Replies for: Thanks, Ed! (Is "Ed" good? I'm embarrassed to admit I can't figure out how to parse your name.) It sounds like you understand this stuff pretty we...

While your analogie is fine to introduce the Meltdown concept, is miss an important part. The distinction between User and Kernel space and virtual memory.

On modern OSes, when you try to access a memory address, this address is a virtual address and has to be translated to a physical address first. The map to convert between virtual to physical address is stored in a dedicated piece of hardware (the TLB which is part of the processor). Each process has its own map.

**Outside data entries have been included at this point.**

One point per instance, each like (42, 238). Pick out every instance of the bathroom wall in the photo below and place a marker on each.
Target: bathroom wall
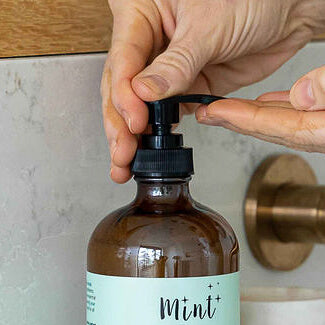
(54, 168)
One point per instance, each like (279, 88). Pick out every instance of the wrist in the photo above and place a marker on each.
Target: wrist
(311, 15)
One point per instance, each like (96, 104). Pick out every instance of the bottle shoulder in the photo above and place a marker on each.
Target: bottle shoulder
(193, 220)
(190, 241)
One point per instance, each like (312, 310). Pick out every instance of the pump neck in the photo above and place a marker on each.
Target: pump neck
(164, 195)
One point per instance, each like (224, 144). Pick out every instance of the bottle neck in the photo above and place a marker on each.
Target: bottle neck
(168, 194)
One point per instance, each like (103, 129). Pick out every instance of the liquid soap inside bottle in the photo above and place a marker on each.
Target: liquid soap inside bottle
(164, 258)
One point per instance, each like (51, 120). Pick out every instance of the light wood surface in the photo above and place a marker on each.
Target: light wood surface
(42, 27)
(39, 27)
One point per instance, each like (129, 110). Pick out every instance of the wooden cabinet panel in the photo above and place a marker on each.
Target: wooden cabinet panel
(38, 27)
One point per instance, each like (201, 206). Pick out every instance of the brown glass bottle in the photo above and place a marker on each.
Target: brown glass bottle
(163, 256)
(163, 233)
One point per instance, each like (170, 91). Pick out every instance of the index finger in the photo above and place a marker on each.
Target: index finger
(132, 43)
(276, 122)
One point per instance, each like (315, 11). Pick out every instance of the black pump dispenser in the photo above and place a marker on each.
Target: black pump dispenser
(161, 154)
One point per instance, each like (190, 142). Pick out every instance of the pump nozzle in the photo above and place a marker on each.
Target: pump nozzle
(162, 153)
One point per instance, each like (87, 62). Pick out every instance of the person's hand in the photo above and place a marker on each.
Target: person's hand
(294, 118)
(166, 47)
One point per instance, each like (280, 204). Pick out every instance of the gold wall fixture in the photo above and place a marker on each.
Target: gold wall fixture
(284, 212)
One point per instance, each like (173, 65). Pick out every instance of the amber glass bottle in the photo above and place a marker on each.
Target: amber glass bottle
(164, 258)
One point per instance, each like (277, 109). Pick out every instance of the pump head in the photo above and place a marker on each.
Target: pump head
(161, 153)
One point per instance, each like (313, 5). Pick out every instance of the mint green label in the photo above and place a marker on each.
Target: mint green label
(207, 300)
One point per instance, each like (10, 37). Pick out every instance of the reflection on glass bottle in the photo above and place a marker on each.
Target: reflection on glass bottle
(151, 262)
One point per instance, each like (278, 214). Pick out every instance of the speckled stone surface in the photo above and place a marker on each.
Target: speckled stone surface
(55, 188)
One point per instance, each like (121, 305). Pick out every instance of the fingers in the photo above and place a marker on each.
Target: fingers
(271, 121)
(122, 143)
(308, 93)
(135, 34)
(275, 96)
(173, 71)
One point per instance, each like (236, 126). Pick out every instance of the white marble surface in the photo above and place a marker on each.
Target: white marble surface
(55, 188)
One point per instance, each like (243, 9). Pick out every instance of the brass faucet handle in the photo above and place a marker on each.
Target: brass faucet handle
(284, 212)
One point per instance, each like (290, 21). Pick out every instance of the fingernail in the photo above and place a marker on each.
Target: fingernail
(155, 83)
(127, 119)
(202, 113)
(113, 146)
(304, 94)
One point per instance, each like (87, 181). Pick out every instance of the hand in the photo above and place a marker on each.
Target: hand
(294, 118)
(166, 47)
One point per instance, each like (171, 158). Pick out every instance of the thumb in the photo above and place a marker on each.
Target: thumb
(308, 93)
(172, 72)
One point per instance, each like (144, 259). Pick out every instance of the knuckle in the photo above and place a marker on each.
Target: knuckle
(182, 60)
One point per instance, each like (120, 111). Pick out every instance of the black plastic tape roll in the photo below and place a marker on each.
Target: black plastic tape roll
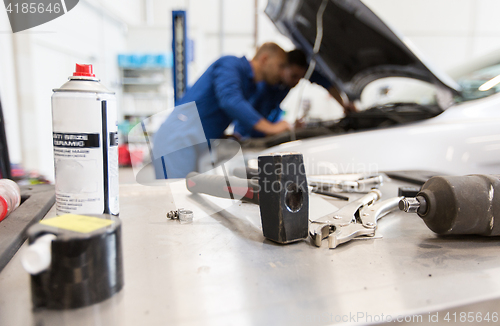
(86, 261)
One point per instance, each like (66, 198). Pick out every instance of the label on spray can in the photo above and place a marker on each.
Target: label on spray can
(85, 140)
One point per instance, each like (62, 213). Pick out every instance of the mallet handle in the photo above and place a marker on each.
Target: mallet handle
(224, 187)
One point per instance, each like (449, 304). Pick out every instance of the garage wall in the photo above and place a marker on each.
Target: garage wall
(448, 32)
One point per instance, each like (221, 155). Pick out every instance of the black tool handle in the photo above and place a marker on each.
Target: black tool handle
(224, 187)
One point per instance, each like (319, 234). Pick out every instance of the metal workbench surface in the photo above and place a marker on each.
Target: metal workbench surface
(220, 270)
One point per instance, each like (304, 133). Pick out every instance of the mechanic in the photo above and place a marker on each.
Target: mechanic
(269, 97)
(221, 95)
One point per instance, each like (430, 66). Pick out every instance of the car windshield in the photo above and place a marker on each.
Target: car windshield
(480, 83)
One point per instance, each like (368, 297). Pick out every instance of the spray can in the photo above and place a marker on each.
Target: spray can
(85, 139)
(10, 197)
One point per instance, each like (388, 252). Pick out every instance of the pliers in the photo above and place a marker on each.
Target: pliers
(354, 220)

Every time the active process change on the CPU, the kernel has to flush the TLB to load the new process mapping. Today, as an optimization, all majors OSes choose to copy the kernel mapping into each process at launch so when a process call a kernel function, the kernel don't have to flush the TLB and load its own mapping.
The CPU is design to know which part of the mapping is the kernel memory and which part is the process memory. So when trying to access kernel memory from the process, it denies the access.
As seen with Meltdown, this check is performed to late as the access is denied after the memory was loaded.

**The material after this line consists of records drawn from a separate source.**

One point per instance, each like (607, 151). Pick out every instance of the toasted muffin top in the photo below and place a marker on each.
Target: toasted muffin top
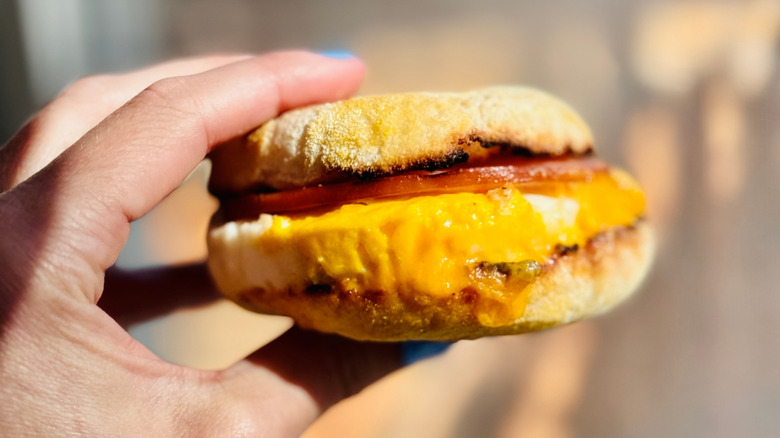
(378, 135)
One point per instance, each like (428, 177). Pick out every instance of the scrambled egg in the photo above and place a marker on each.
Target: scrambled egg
(437, 244)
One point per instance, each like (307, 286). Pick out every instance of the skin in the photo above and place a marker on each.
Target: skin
(101, 155)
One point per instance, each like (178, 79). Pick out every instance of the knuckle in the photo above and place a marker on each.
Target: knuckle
(171, 96)
(87, 86)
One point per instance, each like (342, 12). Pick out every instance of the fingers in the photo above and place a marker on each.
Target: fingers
(79, 108)
(304, 373)
(139, 154)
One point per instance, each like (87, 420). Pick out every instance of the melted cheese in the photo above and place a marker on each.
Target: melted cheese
(435, 244)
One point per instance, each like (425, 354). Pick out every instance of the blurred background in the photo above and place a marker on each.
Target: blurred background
(685, 94)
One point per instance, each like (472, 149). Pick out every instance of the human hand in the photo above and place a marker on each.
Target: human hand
(101, 155)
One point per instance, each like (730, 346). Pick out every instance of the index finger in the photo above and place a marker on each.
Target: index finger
(126, 165)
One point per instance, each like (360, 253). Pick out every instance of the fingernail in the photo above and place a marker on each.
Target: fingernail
(415, 351)
(337, 54)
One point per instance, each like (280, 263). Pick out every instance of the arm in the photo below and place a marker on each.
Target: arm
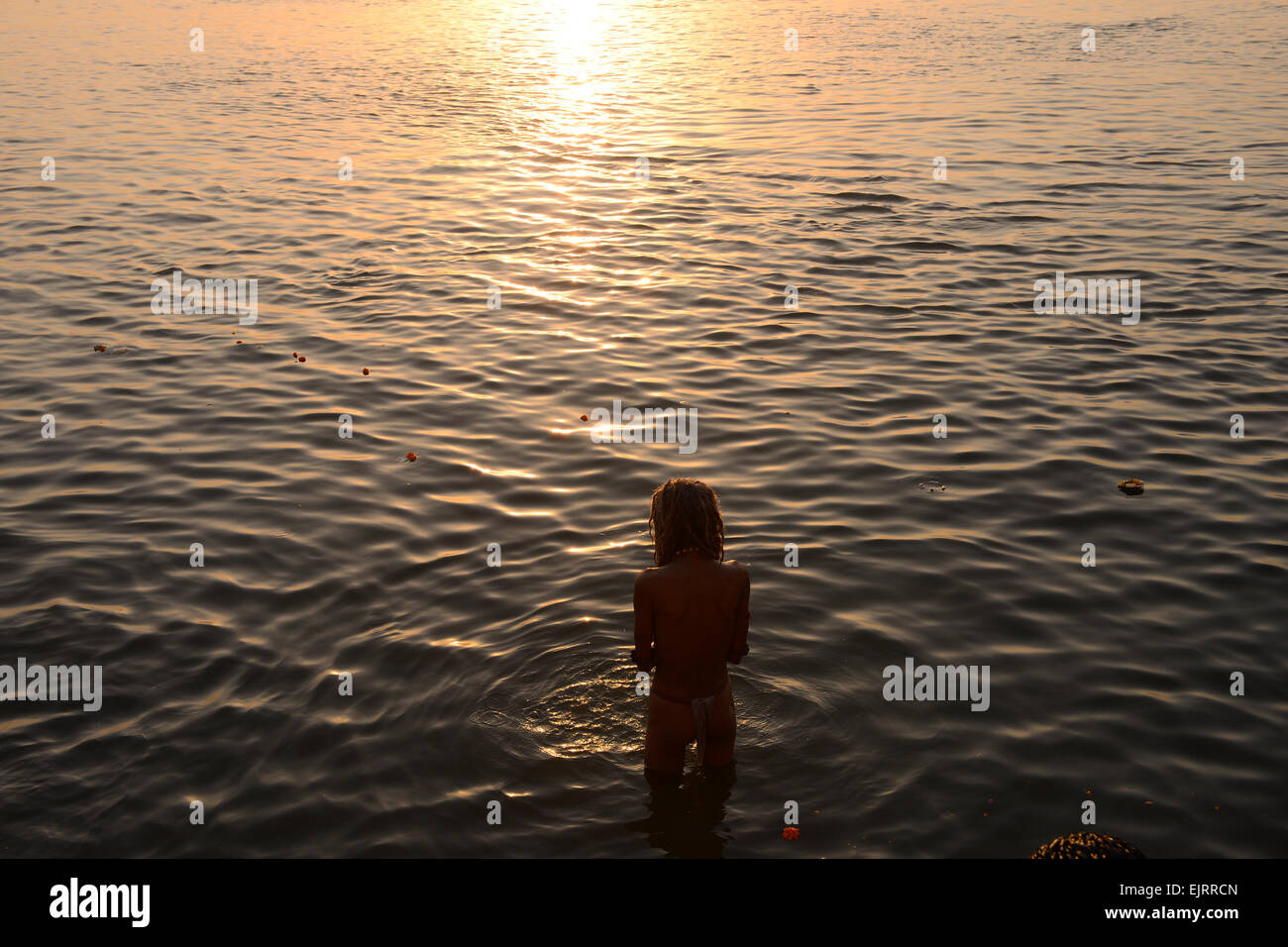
(742, 618)
(644, 656)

The patch adopted by OSes to mitigate the issue is to separate the Kernel memory map from the process map. So when a process try to access kernel memory, the speculative execution failed to map it to physical address (as the kernel map is not present anymore) and return a exception instead of loading the actual kernel memory.

This patch has a performance cost as it force to revert an useful optimization. Fortunately, from some time now, CPUs provide functions to optimize usage of the TLB and avoid flush and reload of the mapping when a process change (by allowing to store more than one process map and tagging them with Context Identifier), so the performance cost should be small enough to be invisible for most users.